Un résultat décevant
Bien que l’on ne puisse exclure un effet causal du RSV-LRTI sur une illness wheezing ultérieure, aucun des deux modèles ne soutenait l’hypothèse d’une causalité. D’une part, les études d’exposition au RSV-LRTI qui contrôlaient les influences génétiques ont donné des estimations d’effet plus faibles. Elle correspondrait à ce que l’on attendrait si le RSV-LRTI était, au moins en partie, un marqueur de susceptibilité génétique plutôt qu’une association purement causale. En conséquence, les modèles ont probablement sous-estimé l’influence de l’adaptation à la génétique, admettent Brunwasser et ses collègues. D’autre part, les études d’immunoprophylaxie existantes n’ont pas fourni de preuves convaincantes que l’immunoprophylaxie par le VRS protège contre une maladie rhumatismale subséquente. Même si les enfants n’ayant pas reçu d’immunoprophylaxie contre le VRS dans les études incluses avaient tendance à avoir un risque plus élevé de développer des affections de la gorge, cet effet n’était pas statistiquement significatif (OR 1,21 ; IC à 95% 0,73-1,99). Cela pourrait bien sûr s’expliquer par le petit nombre d’études (seulement huit) incluses dans l’analyse des chercheurs. Des ECR supplémentaires, de préférence de grande taille, permettraient d’améliorer la précision.
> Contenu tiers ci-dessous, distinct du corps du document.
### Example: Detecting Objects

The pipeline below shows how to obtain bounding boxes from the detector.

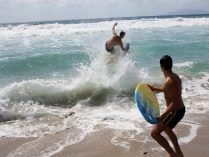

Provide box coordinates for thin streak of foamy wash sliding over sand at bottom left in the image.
[8,130,85,157]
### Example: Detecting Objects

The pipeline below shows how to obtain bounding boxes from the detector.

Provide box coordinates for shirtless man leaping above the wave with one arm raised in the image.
[105,23,126,54]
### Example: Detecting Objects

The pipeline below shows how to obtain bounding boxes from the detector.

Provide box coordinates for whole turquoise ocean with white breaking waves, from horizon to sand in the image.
[0,15,209,156]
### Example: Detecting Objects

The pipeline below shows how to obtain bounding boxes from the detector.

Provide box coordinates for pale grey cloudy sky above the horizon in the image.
[0,0,209,23]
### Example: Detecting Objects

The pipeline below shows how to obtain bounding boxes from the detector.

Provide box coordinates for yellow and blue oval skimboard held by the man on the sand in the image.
[134,83,160,124]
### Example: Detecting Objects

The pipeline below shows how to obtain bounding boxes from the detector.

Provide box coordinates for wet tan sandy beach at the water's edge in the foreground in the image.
[0,114,209,157]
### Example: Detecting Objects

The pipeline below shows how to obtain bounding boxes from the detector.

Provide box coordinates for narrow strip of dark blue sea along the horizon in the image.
[0,14,209,27]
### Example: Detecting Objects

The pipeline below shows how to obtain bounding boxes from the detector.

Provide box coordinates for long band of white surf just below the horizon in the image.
[0,17,209,38]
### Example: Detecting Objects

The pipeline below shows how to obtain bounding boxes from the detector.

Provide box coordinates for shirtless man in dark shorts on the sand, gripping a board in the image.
[149,55,185,157]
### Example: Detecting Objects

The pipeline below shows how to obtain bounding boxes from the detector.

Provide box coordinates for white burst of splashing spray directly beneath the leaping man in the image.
[73,50,148,91]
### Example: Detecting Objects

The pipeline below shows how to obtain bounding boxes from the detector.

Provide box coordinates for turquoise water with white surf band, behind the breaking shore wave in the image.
[0,17,209,86]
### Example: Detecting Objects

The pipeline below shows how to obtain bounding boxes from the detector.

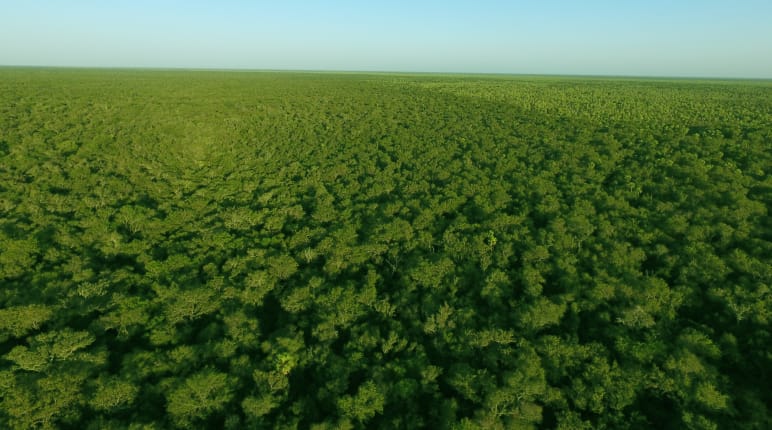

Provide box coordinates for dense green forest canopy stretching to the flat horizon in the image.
[0,68,772,430]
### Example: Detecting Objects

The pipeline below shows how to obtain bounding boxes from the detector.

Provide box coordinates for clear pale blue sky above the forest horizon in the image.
[0,0,772,78]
En résumé, cette étude, combinée à des analyses antérieures, suggère que les données disponibles ne soutiennent pas bien la preuve d’un effet causal du RSV-LRTI sur les maladies sifflantes ultérieures. En outre, les données actuelles ne permettent pas de confirmer l’hypothèse selon laquelle des stratégies de prévention efficaces des RSV-LRTI réduiraient les maladies sifflantes ultérieures. Selon Brunwasser et al., les futures études d’observation visant à évaluer le lien entre RSV-LRTI et wheezing illness ne devraient être utiles pour résoudre la question de la causalité que si elles tiennent compte avec précision des influences génétiques. En ce qui concerne les études d’immunoprophylaxie du VRS, les ECR fourniraient probablement des estimations moins biaisées que les études d’observation.
Toutes les indications pertinentes pour évaluer si le RSV-LRTI provoque une wheezing illness n’ont pas pu être prises en compte, car certaines études importantes ne répondaient pas aux critères d’inclusion des chercheurs. De plus, toutes les études d’immunoprophylaxie du VRS ont été menées dans des populations à haut risque, ce qui pourrait limiter la généralisation. Enfin, presque toutes les données incluses provenaient de pays à revenu élevé, ce qui pourrait rendre les résultats non représentatifs des pays à revenu faible et moyen.
Source :
- Brunwasser SM, Snyder BM, Driscoll AJ, et al. : Assessing the strength of evidence for a causal effect of respiratory syncytial virus lower respiratory tract infections on subsequent wheezing illness : a systematic review and meta-analysis. Lancet Respiratory Medicine 2020 ; 8(8) : 795-806 ; doi : 10.1016/S2213-2600(20)30109-0.